La iniciadora es muchas veces una sobreviviente de sus propias soledades. Entiende lo que es no sentirse deseada, no ser mirada y no ser escuchada. Tal vez por eso su compasión no nace de la lástima sino de la empatía. Y ahí está su grandeza: no se burla, no juzga y no exige. Simplemente da. Y ese dar suyo, que no deja rastros ni medallas, cambia una vida.

No estamos hablando aquí de la fantasía adolescente con la mujer mayor. No se trata de erotizar el recuerdo ni de justificar relaciones inadecuadas. Se trata de reconocer, con la seriedad que merece, que muchas mujeres iniciadoras cumplieron un papel casi terapéutico en la vida de jóvenes rotos, inseguros y negados. Y que lo hicieron en silencio, sin pedir permiso, sin hacer ruido y muchas veces en riesgo de ser incomprendidas.

Es ese riesgo el que más duele. Porque la sociedad que no entiende la ternura libre, suele ser despiadada con quien la ejerce. A la iniciadora se le teme, se le ridiculiza o se le oculta. Se le niega el lugar que se le concede con facilidad a la prostituta que “cobra, pero no se compromete”. Se prefiere a la transacción monetaria que al gesto puro; y esa es una forma cruel de ingratitud.

La cultura ha preferido el escándalo antes que el agradecimiento. Porque aceptar la existencia de la iniciadora obliga a revisar muchas ideas: sobre el deseo, sobre la educación emocional y sobre el rol de la mujer en la vida íntima del hombre. Eso aún es, para muchos, una piedra en el zapato.

Pero el arte, si quiere ser justo, tendrá que saldar esa deuda.
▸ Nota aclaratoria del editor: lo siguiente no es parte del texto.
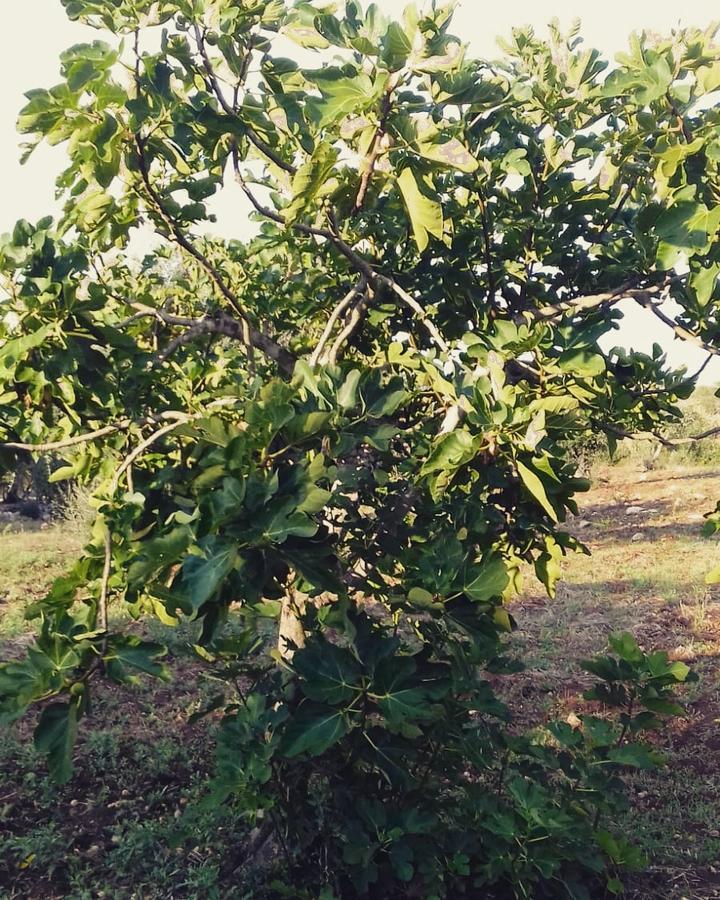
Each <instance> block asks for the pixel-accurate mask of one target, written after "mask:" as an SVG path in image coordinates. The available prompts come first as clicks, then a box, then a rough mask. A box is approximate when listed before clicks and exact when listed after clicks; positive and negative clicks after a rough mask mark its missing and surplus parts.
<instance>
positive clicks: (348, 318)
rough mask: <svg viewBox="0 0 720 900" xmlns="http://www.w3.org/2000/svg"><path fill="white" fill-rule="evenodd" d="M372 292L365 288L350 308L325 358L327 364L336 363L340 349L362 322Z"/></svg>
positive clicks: (366, 288) (336, 361)
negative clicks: (346, 318)
mask: <svg viewBox="0 0 720 900" xmlns="http://www.w3.org/2000/svg"><path fill="white" fill-rule="evenodd" d="M371 295H372V292H371V291H370V289H369V288H366V290H365V292H364V293H363V294H361V295H360V297H359V298H358V301H357V303H356V304H355V306H353V308H352V312H351V313H350V315H349V316H348V320H347V322H346V323H345V327H344V328H343V329H342V331H341V332H340V334H339V335H338V336H337V338H336V340H335V343H334V344H333V345H332V347H331V348H330V352H329V353H328V356H327V361H328V362H329V363H336V362H337V356H338V353H339V352H340V348H341V347H342V345H343V344H344V343H345V341H347V340H348V339H349V338H350V336H351V335H352V333H353V332H354V331H355V329H356V328H357V327H358V325H359V324H360V322H361V321H362V317H363V314H364V312H365V310H366V309H367V306H368V304H369V303H370V299H371Z"/></svg>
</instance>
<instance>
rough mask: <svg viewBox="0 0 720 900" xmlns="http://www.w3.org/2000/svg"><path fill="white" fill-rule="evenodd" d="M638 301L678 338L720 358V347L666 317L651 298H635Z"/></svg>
mask: <svg viewBox="0 0 720 900" xmlns="http://www.w3.org/2000/svg"><path fill="white" fill-rule="evenodd" d="M633 299H634V300H636V301H637V302H638V303H639V304H640V305H641V306H644V307H645V308H646V309H649V310H650V312H651V313H652V314H653V315H654V316H655V317H656V318H658V319H660V321H661V322H663V323H664V324H665V325H667V326H668V328H672V330H673V331H674V332H675V335H676V337H679V338H680V339H681V340H683V341H688V342H689V343H691V344H695V346H696V347H700V348H701V349H702V350H705V351H706V352H707V353H710V354H711V355H713V356H720V347H715V346H713V344H708V343H707V342H706V341H705V340H703V338H702V336H701V335H699V334H697V332H695V331H690V329H689V328H685V326H684V325H680V324H679V323H678V322H676V321H675V320H674V319H672V318H671V317H670V316H668V315H666V314H665V313H664V312H663V311H662V310H661V309H660V307H659V306H658V305H657V304H656V303H653V302H652V299H651V297H641V296H636V297H634V298H633Z"/></svg>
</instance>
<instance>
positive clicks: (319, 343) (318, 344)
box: [310, 278, 367, 368]
mask: <svg viewBox="0 0 720 900" xmlns="http://www.w3.org/2000/svg"><path fill="white" fill-rule="evenodd" d="M366 287H367V285H366V283H365V280H364V279H362V278H361V279H360V280H359V281H358V283H357V284H356V285H355V287H354V288H352V290H351V291H349V292H348V293H347V294H346V295H345V296H344V297H343V298H342V300H341V301H340V302H339V303H338V304H337V305H336V306H335V308H334V309H333V311H332V312H331V313H330V318H329V319H328V320H327V324H326V325H325V328H324V329H323V333H322V334H321V335H320V340H319V341H318V343H317V346H316V347H315V349H314V350H313V352H312V355H311V357H310V365H311V366H312V367H313V368H315V366H317V365H318V363H319V361H320V357H321V356H322V352H323V350H324V349H325V345H326V344H327V342H328V341H329V340H330V335H331V334H332V331H333V328H334V327H335V323H336V322H337V321H338V319H339V318H340V316H341V315H342V314H343V313H344V312H345V310H346V309H347V308H348V306H350V304H351V303H352V301H353V299H354V298H355V297H356V295H357V294H361V293H364V291H365V289H366Z"/></svg>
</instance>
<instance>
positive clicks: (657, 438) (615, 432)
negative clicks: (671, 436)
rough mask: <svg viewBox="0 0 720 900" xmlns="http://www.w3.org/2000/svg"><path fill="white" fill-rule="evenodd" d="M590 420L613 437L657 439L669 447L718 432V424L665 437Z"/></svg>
mask: <svg viewBox="0 0 720 900" xmlns="http://www.w3.org/2000/svg"><path fill="white" fill-rule="evenodd" d="M591 421H592V423H593V424H594V425H595V426H596V427H597V428H600V429H601V430H602V431H606V432H608V433H609V434H613V435H615V437H619V438H627V439H628V440H632V441H658V443H660V444H662V445H663V447H668V448H669V449H674V448H676V447H680V446H682V445H683V444H694V443H696V442H697V441H704V440H706V439H707V438H710V437H715V436H716V435H719V434H720V426H718V427H717V428H709V429H708V430H707V431H701V432H700V434H692V435H689V436H688V437H684V438H666V437H663V436H662V435H661V434H656V433H655V432H654V431H628V430H627V429H625V428H620V427H619V426H617V425H611V424H610V423H609V422H600V421H598V420H597V419H592V420H591Z"/></svg>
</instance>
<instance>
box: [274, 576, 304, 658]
mask: <svg viewBox="0 0 720 900" xmlns="http://www.w3.org/2000/svg"><path fill="white" fill-rule="evenodd" d="M306 600H307V597H306V596H305V594H301V593H300V592H299V591H296V590H295V589H294V588H289V589H288V593H287V596H286V597H284V598H283V601H282V610H281V612H280V628H279V631H278V650H279V652H280V655H281V656H282V657H283V659H292V657H293V653H294V652H295V650H296V649H297V648H298V647H304V646H305V629H304V628H303V624H302V615H303V613H304V612H305V602H306Z"/></svg>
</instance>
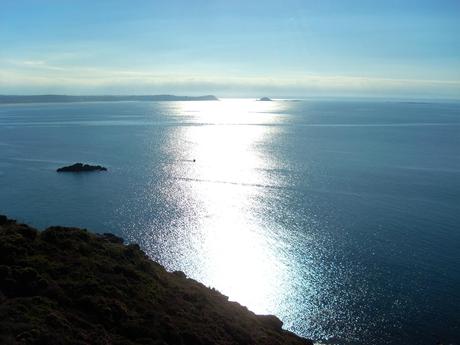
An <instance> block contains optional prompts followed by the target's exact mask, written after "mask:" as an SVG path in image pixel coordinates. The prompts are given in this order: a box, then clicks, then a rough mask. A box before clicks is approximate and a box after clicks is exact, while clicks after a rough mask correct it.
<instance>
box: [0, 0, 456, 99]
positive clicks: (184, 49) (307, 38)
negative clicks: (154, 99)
mask: <svg viewBox="0 0 460 345" xmlns="http://www.w3.org/2000/svg"><path fill="white" fill-rule="evenodd" d="M458 18H460V1H459V0H452V1H448V0H433V1H426V0H418V1H412V0H397V1H395V0H385V1H374V0H372V1H371V0H368V1H364V0H362V1H358V0H355V1H353V0H349V1H343V0H337V1H327V0H323V1H310V0H283V1H274V0H266V1H249V0H246V1H240V0H193V1H191V0H188V1H185V0H183V1H179V0H168V1H163V0H161V1H160V0H158V1H154V0H150V1H147V0H145V1H140V0H126V1H121V0H110V1H108V0H107V1H106V0H98V1H95V0H78V1H77V0H73V1H72V0H0V94H50V93H53V94H158V93H172V94H180V95H198V94H215V95H216V96H218V97H259V96H271V97H310V96H324V97H328V96H333V97H335V96H353V97H356V96H357V97H396V98H446V99H459V98H460V20H459V19H458Z"/></svg>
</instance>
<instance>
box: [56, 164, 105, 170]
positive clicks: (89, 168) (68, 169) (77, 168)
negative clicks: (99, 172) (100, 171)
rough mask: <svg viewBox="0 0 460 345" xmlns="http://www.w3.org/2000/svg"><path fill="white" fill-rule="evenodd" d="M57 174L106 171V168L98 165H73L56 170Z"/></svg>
mask: <svg viewBox="0 0 460 345" xmlns="http://www.w3.org/2000/svg"><path fill="white" fill-rule="evenodd" d="M56 171H57V172H88V171H107V168H105V167H103V166H100V165H89V164H82V163H75V164H73V165H69V166H67V167H62V168H59V169H57V170H56Z"/></svg>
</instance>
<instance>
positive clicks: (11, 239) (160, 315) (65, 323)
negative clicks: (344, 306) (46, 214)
mask: <svg viewBox="0 0 460 345" xmlns="http://www.w3.org/2000/svg"><path fill="white" fill-rule="evenodd" d="M281 326H282V323H281V321H280V320H278V319H277V318H276V317H275V316H261V315H255V314H254V313H252V312H251V311H249V310H248V309H247V308H245V307H242V306H241V305H239V304H238V303H236V302H229V301H228V299H227V297H225V296H224V295H222V294H221V293H219V292H218V291H216V290H213V289H209V288H207V287H205V286H204V285H202V284H200V283H198V282H196V281H194V280H192V279H188V278H186V276H185V275H184V274H183V273H182V272H175V273H169V272H167V271H166V270H165V269H164V268H163V267H162V266H161V265H159V264H158V263H156V262H153V261H151V260H150V259H149V258H148V257H147V256H146V255H145V254H144V252H142V251H141V250H140V249H139V247H138V246H137V245H135V244H130V245H124V244H123V240H122V239H120V238H118V237H116V236H114V235H111V234H104V235H98V234H93V233H90V232H88V231H86V230H82V229H76V228H63V227H51V228H48V229H46V230H44V231H37V230H35V229H33V228H31V227H29V226H27V225H24V224H17V223H16V222H14V221H12V220H9V219H7V218H6V217H4V216H0V343H2V344H50V345H52V344H128V345H129V344H197V345H198V344H203V345H204V344H292V345H294V344H311V342H310V341H309V340H306V339H302V338H300V337H298V336H296V335H294V334H293V333H290V332H287V331H285V330H282V329H281Z"/></svg>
Tendrá que crearle un lugar a esa figura que no cabe en las categorías convencionales. Porque la iniciadora no es una madre, ni una amante, ni una amiga: es una mediadora entre el miedo y la madurez. Y ese rol merece respeto, memoria y poesía.

Estas palabras quieren ser un gesto de reparación. Un acto de gratitud a todas esas mujeres que, por amor o por compasión, enseñaron sin humillar, tocaron sin lastimar, y entregaron algo más que piel: entregaron calma, autoestima y esperanza. Mujeres que, sin saberlo, evitaron muchas tragedias íntimas y sembraron confianza donde sólo había vergüenza.

A la mujer iniciadora la historia no le ha levantado estatuas ni le ha compuesto canciones. Pero millones de hombres (aunque muchos no lo confiesen) llevan en su historia personal el paso firme de una de ellas. No siempre la recuerdan con claridad, pero sí con una sensación tibia de haber sido vistos, comprendidos e iniciados en los ardientes senderos de la sexualidad humana.

Hoy, desde la escritura, quiero darles las gracias. No por lo erótico, sino por lo ético. No por el placer, sino por la pedagogía emocional. No por haber “desvirgado” —como dice la jerga torpe— sino por haber acompañado con generosidad un proceso que pudo haber sido traumático, pero que ellas volvieron luminoso.

La iniciadora no necesita glorificaciones, pero sí merece memoria, que el arte la nombre, que la literatura la compadezca,  que la cultura le pida perdón por haberla escondido y que las nuevas generaciones sepan que hubo mujeres que, sin contratos ni aplausos, decidieron enseñar a amar con respeto a quienes más lo necesitaban.